Tuesday 19 April 2011

Chris Port Blog #216. Those Who Can, Teach. Those Who Can't, Manage.

© Chris Port, 2010

Our education system has nothing to do with education and everything to do with systems. That is its problem.

All systems develop a horrific, inhuman logic of their own. Or do I mean human? Whether the Nazi extermination camp system was a perversion of human nature, or a revelation of it, I leave to the moral philosophers. My point is simply this: all systems, by their very nature, are obsolete. Why? Because of progress. Systems can’t keep up with the change. Systems need stability in order to work. There is no such thing as stability.

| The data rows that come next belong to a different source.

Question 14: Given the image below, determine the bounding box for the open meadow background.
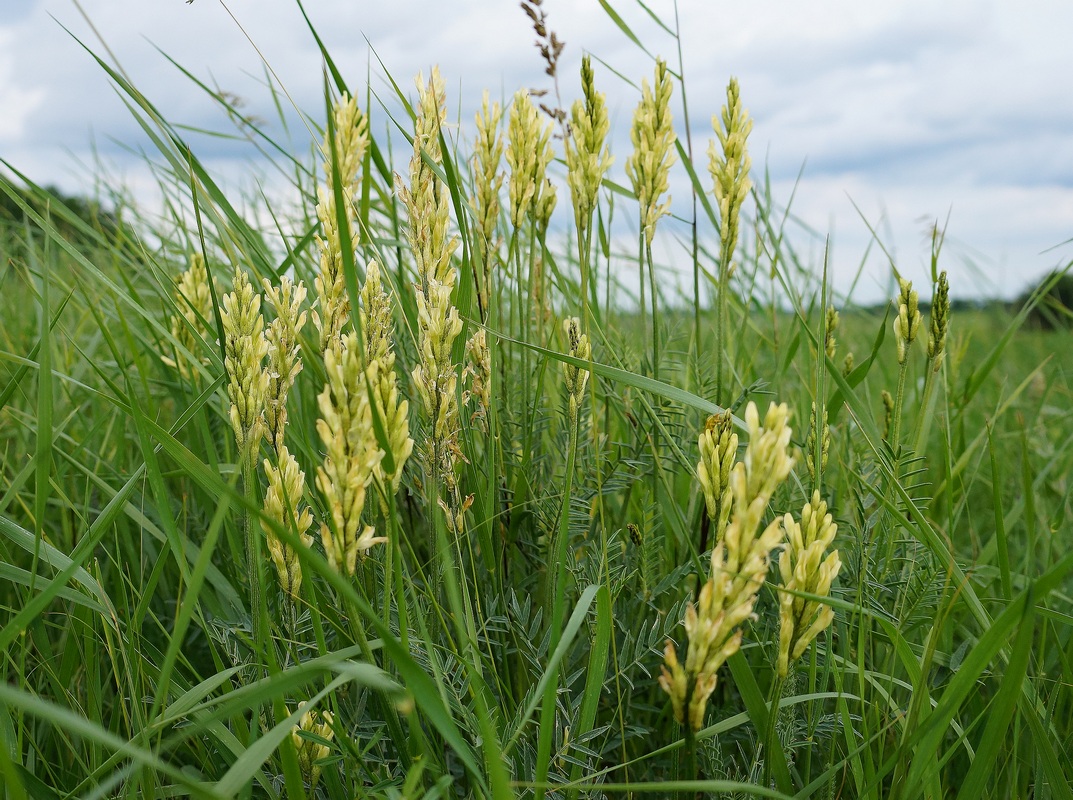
[0,0,1073,799]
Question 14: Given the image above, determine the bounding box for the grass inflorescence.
[0,0,1073,799]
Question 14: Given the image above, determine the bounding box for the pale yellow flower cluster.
[317,331,387,575]
[221,267,268,465]
[358,261,413,495]
[567,56,615,237]
[313,94,369,353]
[708,78,752,264]
[395,68,462,491]
[262,444,313,599]
[291,699,335,789]
[626,59,677,245]
[696,411,738,542]
[778,492,842,678]
[928,270,950,372]
[506,89,555,228]
[164,253,216,377]
[660,402,793,730]
[263,276,306,454]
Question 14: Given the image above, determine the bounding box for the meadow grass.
[0,0,1073,798]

“Things fall apart; the centre cannot hold;
Mere anarchy is loosed upon the world…”
~ William Butler Yeats, The Second Coming

Progress has become an arms race. We’ve set human evolution onto fast-forward... and can’t find the pause button. Life is not lived now. It is rushed through. And when we get to the end, all we do is turn back and rewind. We find moments to pause on that we never really experienced at the time.

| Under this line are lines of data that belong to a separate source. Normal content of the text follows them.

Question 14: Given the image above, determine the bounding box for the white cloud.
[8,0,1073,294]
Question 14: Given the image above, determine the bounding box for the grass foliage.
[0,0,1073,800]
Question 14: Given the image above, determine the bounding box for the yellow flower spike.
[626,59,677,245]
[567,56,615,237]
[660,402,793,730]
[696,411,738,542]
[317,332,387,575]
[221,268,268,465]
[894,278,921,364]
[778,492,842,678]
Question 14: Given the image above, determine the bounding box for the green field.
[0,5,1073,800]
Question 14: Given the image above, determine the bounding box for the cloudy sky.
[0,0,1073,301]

Only in the memory does tragedy take place. At the time, it was just Monday. A mother calls out “Don’t be late for tea!” and the front door slams shut. A secure silence, and then that distant crash and tinkle. How did Jim Morrison describe it? “Like the sound of silverware being dropped on linoleum”. Only as the ambulance siren closes in, only as an idle thought flickers on the wick, does a sickening drop open up in the gut. Now, those last boring moments will be replayed for an eternity. Now, a moulted hair on a coat collar is a holy relic in a tin. Oh Lear. There is no pain worse than the loss of a child.

Teaching in our school system is like watching a slow motion car crash – a time lapse photography of the destruction of human beings. Teachers either become inhuman, or go mad.

That is the system. Those who can, teach. Those who can’t, manage.